The rep I would have given you if I could have: You're so cool Brewster. Very well put!


----------



## SocialbFly (Nov 21, 2008)

Ernest Nagel said:


> I just wanted to be clear that because I choose to respect others choices as to how they live and love does not mean I'm neutral or have no feelings on the subject. I actually have quite strong opinions on the subjects of love and commitment. They're just not of any consequence to anyone other than someone I might want to be in relationship with.
> 
> Consenting adults can look for happiness whenever, however and with whoever they deem suitable. As a matter of functionality and respect, not morality, the ONLY inherent and inviolable obligation is _honesty_. There can't be true consent without awareness of the other persons needs and intentions. Even the ugliest truths are better than the most beautiful lies if people are to be together long term. Lies of omission are definitely included here. Say what you're there for and if that changes speak up. JMO. :bow:



tha is an excellent point, but requites people to have a clue, so many dont know what they want until they suddenly know they dont have it anymore...just saying...


----------



## ladle (Nov 21, 2008)

OK....on the topic..
anyone know where one can see highlights or replays of this show for us that are at other ends of this earth...
Would love to see this show and see what the fuss is about.
It does take a while for 'new' things to arrive downunder...
Have you seen this new James Bond movie....Sean Connery was a great choice for this new role....LMAO


----------



## olwen (Nov 21, 2008)

ladle said:


> OK....on the topic..
> anyone know where one can see highlights or replays of this show for us that are at other ends of this earth...
> Would love to see this show and see what the fuss is about.
> It does take a while for 'new' things to arrive downunder...
> Have you seen this new James Bond movie....Sean Connery was a great choice for this new role....LMAO



there's a link to the website in the other thread, of which the link is posted above.


----------



## LalaCity (Nov 21, 2008)

OMG i CAN'T BELIEVE THEY DID THIS TO RUBY???

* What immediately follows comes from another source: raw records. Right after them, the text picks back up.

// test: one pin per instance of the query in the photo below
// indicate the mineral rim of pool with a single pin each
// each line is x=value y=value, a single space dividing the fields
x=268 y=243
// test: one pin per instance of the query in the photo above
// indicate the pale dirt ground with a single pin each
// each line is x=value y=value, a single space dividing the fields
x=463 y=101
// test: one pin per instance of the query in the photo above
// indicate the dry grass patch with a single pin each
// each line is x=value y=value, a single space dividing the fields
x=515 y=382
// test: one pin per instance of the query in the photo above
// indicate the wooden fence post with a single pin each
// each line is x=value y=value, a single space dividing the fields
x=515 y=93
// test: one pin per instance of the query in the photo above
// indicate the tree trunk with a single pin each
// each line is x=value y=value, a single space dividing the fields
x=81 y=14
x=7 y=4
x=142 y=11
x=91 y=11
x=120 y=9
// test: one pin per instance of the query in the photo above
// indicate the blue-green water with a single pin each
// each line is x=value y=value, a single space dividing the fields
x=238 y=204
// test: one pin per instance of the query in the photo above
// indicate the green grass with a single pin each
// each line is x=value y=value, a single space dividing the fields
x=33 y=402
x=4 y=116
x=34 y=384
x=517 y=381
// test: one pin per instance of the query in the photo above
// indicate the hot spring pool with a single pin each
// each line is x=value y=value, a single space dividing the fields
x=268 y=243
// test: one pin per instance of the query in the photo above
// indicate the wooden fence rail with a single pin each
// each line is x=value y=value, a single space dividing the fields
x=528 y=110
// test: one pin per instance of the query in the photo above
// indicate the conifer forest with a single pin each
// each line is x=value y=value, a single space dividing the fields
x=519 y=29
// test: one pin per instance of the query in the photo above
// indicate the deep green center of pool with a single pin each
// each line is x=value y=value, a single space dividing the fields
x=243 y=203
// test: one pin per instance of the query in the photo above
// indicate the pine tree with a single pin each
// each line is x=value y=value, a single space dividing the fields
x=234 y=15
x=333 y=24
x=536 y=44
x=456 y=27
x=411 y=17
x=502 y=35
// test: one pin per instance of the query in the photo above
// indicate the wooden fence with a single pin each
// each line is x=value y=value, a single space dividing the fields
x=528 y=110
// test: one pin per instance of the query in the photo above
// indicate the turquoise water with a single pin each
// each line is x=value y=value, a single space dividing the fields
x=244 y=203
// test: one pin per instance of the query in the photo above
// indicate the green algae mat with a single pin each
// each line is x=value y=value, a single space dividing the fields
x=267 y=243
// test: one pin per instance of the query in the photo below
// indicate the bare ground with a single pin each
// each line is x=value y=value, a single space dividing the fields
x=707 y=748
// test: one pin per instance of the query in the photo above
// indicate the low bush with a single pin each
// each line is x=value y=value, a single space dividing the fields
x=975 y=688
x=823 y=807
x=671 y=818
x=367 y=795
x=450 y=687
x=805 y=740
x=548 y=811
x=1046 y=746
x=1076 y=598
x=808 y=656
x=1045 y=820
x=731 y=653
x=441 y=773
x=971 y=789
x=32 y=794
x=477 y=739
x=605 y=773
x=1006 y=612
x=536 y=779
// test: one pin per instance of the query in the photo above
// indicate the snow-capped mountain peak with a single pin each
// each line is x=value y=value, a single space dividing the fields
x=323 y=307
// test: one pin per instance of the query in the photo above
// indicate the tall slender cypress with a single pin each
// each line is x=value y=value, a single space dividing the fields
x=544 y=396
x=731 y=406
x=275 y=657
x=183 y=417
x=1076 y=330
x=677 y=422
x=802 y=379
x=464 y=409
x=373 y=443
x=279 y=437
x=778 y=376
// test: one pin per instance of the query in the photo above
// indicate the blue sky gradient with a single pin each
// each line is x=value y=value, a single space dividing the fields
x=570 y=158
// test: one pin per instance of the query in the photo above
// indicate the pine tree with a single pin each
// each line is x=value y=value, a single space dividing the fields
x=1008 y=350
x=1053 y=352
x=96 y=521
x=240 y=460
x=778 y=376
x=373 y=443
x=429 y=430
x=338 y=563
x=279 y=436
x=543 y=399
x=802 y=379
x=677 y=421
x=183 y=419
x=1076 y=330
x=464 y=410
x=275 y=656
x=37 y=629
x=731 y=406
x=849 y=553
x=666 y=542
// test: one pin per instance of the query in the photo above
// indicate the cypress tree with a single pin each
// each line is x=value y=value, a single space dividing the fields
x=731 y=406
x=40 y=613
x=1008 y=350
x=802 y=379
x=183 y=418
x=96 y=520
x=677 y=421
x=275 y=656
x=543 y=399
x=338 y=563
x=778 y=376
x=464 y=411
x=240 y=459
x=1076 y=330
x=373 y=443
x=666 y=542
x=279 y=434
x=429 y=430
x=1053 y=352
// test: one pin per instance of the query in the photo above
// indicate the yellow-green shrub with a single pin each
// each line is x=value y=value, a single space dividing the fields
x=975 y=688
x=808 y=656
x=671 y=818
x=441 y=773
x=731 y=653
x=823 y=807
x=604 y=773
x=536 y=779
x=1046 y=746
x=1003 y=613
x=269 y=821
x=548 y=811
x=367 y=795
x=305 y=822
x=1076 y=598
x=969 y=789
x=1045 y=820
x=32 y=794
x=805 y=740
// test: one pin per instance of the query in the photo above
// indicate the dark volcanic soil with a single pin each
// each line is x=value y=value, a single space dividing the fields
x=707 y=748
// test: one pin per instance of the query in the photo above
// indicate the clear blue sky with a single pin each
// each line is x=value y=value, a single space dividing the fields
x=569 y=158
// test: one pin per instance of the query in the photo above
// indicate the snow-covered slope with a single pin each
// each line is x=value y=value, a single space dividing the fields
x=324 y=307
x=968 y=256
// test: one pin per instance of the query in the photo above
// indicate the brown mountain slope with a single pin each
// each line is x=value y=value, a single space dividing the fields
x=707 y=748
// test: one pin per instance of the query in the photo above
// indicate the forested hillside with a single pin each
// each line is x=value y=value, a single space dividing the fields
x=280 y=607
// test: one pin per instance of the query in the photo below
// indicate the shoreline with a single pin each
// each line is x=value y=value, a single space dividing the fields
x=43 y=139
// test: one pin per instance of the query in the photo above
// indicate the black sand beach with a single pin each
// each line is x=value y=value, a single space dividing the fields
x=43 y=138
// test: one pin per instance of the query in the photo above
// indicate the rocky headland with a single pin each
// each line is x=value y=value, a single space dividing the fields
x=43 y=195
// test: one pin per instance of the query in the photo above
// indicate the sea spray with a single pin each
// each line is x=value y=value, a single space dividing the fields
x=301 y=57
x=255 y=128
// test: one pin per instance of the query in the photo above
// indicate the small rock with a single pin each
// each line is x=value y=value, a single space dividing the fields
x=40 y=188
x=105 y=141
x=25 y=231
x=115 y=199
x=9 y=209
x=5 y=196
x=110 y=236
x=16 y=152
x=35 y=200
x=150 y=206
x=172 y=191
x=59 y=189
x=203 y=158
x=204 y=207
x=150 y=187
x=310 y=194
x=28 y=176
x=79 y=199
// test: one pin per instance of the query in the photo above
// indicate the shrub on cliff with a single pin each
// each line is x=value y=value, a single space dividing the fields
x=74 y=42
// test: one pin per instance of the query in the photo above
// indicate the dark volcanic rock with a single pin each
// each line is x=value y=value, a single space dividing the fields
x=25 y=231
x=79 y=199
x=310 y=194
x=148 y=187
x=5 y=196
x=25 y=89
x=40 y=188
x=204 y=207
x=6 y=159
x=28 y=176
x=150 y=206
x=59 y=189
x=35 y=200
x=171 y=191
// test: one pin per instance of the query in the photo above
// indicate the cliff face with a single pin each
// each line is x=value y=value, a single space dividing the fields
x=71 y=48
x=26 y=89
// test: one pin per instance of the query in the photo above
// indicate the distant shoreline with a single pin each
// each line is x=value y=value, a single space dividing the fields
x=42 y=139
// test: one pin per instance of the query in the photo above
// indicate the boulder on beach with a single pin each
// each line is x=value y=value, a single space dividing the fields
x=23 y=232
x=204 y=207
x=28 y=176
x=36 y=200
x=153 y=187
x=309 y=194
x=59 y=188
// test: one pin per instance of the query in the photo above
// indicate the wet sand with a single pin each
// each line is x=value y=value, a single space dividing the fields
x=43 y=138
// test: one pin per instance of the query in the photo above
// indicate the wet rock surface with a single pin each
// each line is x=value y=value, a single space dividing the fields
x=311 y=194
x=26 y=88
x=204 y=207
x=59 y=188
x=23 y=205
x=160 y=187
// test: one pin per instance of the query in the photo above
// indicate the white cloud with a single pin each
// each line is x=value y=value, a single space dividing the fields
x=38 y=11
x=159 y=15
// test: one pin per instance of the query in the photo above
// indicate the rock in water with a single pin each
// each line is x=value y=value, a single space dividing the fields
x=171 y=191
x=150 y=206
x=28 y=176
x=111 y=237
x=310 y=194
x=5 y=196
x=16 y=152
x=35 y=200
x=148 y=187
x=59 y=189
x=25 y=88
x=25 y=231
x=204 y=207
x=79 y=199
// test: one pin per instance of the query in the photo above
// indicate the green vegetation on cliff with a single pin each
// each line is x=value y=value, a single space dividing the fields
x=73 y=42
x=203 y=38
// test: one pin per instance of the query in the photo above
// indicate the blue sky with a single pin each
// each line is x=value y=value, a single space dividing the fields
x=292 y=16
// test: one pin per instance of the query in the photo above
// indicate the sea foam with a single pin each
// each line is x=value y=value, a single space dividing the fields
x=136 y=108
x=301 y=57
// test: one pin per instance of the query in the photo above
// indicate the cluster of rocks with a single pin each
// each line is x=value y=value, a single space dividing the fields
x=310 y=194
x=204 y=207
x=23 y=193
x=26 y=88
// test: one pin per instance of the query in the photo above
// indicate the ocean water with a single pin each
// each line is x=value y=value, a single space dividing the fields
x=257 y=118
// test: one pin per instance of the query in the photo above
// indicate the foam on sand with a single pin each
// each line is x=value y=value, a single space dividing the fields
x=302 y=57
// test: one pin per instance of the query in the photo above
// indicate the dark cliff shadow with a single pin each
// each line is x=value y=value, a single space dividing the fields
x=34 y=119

http://www.youtube.com/watch?v=Yu_moia-oVI


----------



## sweet&fat (Nov 21, 2008)

LalaCity said:


> OMG i CAN'T BELIEVE THEY DID THIS TO RUBY???
> 
> 
> http://www.youtube.com/watch?v=Yu_moia-oVI



DAMN YOU!!


----------



## Shosh (Nov 21, 2008)

LalaCity said:


> OMG i CAN'T BELIEVE THEY DID THIS TO RUBY???
> 
> 
> http://www.youtube.com/watch?v=Yu_moia-oVI



Ugh. I hate that song with a passion. That and "What is love?"


----------



## ladle (Nov 21, 2008)

5 millionth time
DOH!




LalaCity said:


> OMG i CAN'T BELIEVE THEY DID THIS TO RUBY???
> 
> 
> http://www.youtube.com/watch?v=Yu_moia-oVI


----------



## LalaCity (Nov 22, 2008)

ladle said:


> 5 millionth time



I know -- I am really on top of the big internet crazes. I only just found out about the dramatic look prairie dog last week.


----------



## furious styles (Nov 22, 2008)

this thread is surreal, yo




i also love that, despite the title, on a post per post basis it seemingly mentions the show way less than the other thread.


----------



## LalaCity (Nov 22, 2008)

mfdoom said:


> i also love that, despite the title, on a post per post basis it seemingly mentions the show way less than the other thread.



What show?


----------



## furious styles (Nov 22, 2008)

LalaCity said:


> What show?



where am i? what is this place? oh shi-


----------



## altered states (Nov 22, 2008)

olwen said:


> That's the kicker tho isn't it? What exactly do we mean by unconditional love? The definition may be different for different people. Is it the kind of love you'd die for? What of someone who pushes a stranger out of the way of a moving car and dies in the process? Is that unconditional love? Is that the highest form of it?
> 
> I don't think unconditional love is easy for anyone, not even mothers and fathers for their children. In practical terms it's almost an unattainable ideal. If trying to live up to that means being false (like if the guy pretended he could handle Ruby's size) then, what is it still unconditional? To love that way does a disservice to everyone involved. I think I'd rather have honest love. It may not be what I want, it may not be something I could stomach, but it's real enough. I think it's the best we can hope to do for one another - in practical terms. To ask to give and receive unconditional love seems almost selfish to me. But I'm not saying we shouldn't try to give and receive unconditional love. I just think it might be asking too much, then it almost becomes a sisyphian task.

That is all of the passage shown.